To align nearly identical or short query & target - pb-cdunn/blasr GitHub Wiki
When aligning short reads or a query sequence to a nearly identical target sequence, blasr may sometimes fail to return alignments using the default parameters, and in addition, blasr may return non-symmetric results if query and target are switched (e.g., blasr may return more hits by switching near identical query and target)
In order to solve this question, you may want to:
- specify maxMatch (e.g. -maxMatch 15, or -maxLCPLength 15, since it is an alias of maxMatch), or
- use a reduced minMatch (e.g. -minMatch 8)
For example, the following command usually should work:
$ blasr query.fa ref.fa -minMatch 8 -maxMatch 15
More readings if you are interested in reasons behind:
Blasr expects to find optimal hits for pacbio reads (which is long and ~ 85% accuracy) to references in a reasonable time (so short and nearly identical query & target are not what blasr usually deals with).

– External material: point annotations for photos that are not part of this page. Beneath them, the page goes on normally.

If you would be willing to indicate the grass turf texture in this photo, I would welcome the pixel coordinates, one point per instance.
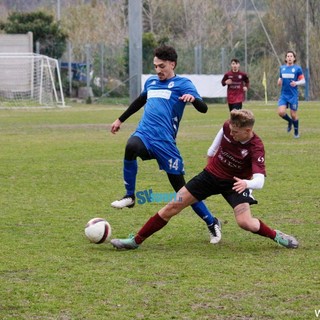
(61, 167)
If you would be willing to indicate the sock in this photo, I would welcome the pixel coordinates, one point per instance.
(153, 225)
(130, 170)
(296, 126)
(287, 118)
(203, 212)
(266, 231)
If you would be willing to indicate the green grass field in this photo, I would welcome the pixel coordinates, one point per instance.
(61, 167)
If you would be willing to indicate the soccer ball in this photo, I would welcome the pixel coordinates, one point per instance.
(98, 230)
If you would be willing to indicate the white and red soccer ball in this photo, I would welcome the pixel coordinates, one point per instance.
(98, 230)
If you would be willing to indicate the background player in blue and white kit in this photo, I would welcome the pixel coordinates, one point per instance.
(164, 98)
(291, 76)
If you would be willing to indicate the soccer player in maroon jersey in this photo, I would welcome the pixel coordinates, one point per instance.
(235, 167)
(238, 84)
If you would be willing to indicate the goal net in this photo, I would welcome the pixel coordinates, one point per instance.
(29, 80)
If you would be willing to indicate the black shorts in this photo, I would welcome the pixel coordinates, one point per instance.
(206, 184)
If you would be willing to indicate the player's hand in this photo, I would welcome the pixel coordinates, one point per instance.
(240, 185)
(115, 127)
(187, 97)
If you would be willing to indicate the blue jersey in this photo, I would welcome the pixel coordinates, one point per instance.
(288, 74)
(163, 109)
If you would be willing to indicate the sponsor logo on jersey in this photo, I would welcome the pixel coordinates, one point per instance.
(244, 152)
(171, 84)
(227, 138)
(164, 94)
(288, 75)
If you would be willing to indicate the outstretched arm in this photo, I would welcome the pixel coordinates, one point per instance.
(197, 103)
(133, 108)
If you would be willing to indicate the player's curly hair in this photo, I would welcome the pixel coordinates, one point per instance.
(242, 118)
(166, 53)
(294, 55)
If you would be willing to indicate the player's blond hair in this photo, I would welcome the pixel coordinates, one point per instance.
(242, 118)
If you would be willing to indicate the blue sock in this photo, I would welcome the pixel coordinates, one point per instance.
(287, 118)
(296, 126)
(130, 170)
(203, 212)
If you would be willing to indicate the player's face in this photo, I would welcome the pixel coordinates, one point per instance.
(240, 134)
(235, 66)
(164, 68)
(290, 58)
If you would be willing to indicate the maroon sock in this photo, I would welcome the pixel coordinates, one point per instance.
(265, 231)
(153, 225)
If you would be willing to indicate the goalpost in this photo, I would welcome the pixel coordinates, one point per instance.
(30, 80)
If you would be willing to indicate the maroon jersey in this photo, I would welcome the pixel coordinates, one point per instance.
(236, 159)
(235, 93)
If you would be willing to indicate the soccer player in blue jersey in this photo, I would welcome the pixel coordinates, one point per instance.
(164, 98)
(291, 76)
(235, 167)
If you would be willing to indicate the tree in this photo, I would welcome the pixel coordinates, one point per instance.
(45, 30)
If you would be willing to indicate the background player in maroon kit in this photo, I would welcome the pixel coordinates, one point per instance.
(238, 85)
(235, 167)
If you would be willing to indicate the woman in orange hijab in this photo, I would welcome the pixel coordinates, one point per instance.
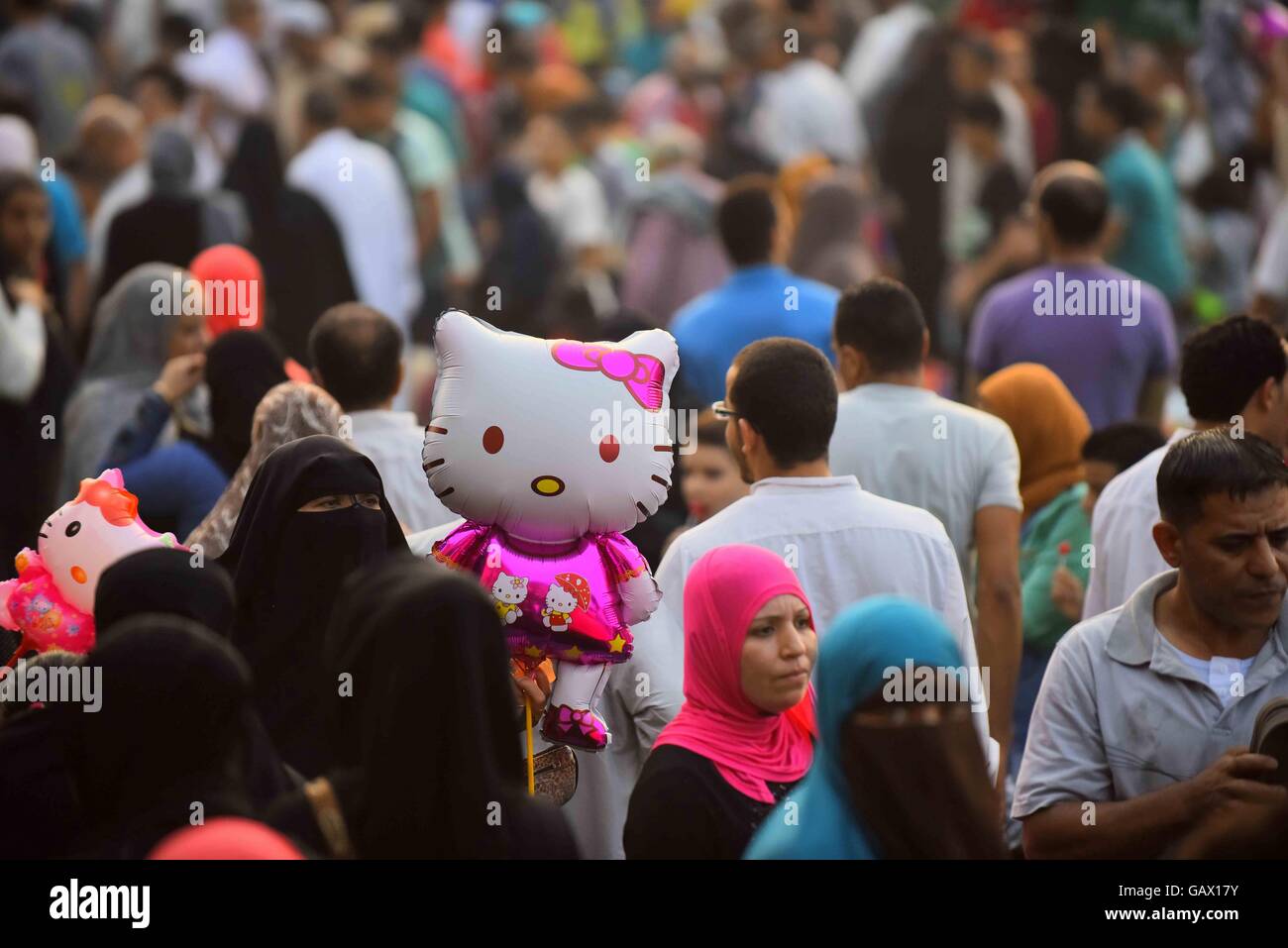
(1048, 428)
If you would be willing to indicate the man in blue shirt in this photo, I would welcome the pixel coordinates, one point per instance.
(761, 299)
(1144, 232)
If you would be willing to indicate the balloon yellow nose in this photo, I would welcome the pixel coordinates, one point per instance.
(548, 485)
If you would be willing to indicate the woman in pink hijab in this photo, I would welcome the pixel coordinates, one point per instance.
(745, 734)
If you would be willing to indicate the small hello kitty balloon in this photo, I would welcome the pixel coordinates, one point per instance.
(52, 601)
(550, 450)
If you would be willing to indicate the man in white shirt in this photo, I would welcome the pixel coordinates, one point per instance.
(845, 544)
(880, 53)
(805, 107)
(903, 442)
(1232, 373)
(360, 185)
(356, 356)
(567, 193)
(975, 72)
(230, 69)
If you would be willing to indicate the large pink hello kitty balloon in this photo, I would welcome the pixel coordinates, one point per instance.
(52, 601)
(550, 450)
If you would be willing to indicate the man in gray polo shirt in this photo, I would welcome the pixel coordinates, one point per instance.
(1145, 712)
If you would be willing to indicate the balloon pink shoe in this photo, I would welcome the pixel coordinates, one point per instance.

In the first step, blasr finds perfectly matching seeds at each position between query and target, then merges overlapping seeds, and then uses non-overlapping seeds as anchors to bound possible alignment candidates. Next blasr pre-filters theses alignment candidates based on number of seeds, minimum seed size (minMatch), length of reference and some tuple counting statistics, and finally aligns 'promising' alignment candidates using expensive dynamic programming.
The default value of minMatch is 12, which is the minimum length of seeds to search for. The default value for maxMatch is infinite, which is the max length for blasr to stop walking along a seed.
When aligning 100% identical short query to target, blasr finds perfect matching seeds starting from every single position and walks along every single seed till the end (since query & target match perfectly). Then in the overlapping seed merging step, blasr merges all completely-overlapping seeds to one single long seed which covers the whole alignment (e.g., seeds [0:N) and [1:N), [2:N) are merged into one seed [0:N]). Next, in the pre-filter phase, blasr evaluates whether or not an alignment candidate with one single seed is promising enough or not.
The evaluated goodness of alignment candidates can be close to the border line (because blasr expects aligning a pacbio read to reference, and seeing only a single anchor in an alignment candidate does not sound very promising.)
Setting a non-infinite maxMatch value can be very helpful. Since in the seed searching phase, blasr stops walking along a seed when the seed length is greater than maxMatch. These seeds don't complete overlap with each other and hence cannot be merged in to a single long seed (e.g., seeds [0:15), [1: 16) ..., [N-15:N) won't be merged by blasr). Thus, all these seeds will be considered as anchors in an alignment candidate and counted in the pre-filter evaluation. Apparently, this alignment candidate looks 'good' and will be reported.
In addition, reducing minMatch can also help by increasing the chance that this alignment be considered as 'promising'. That's why with reduced minMatch, blasr sometimes returns more alignments between near identical query & target.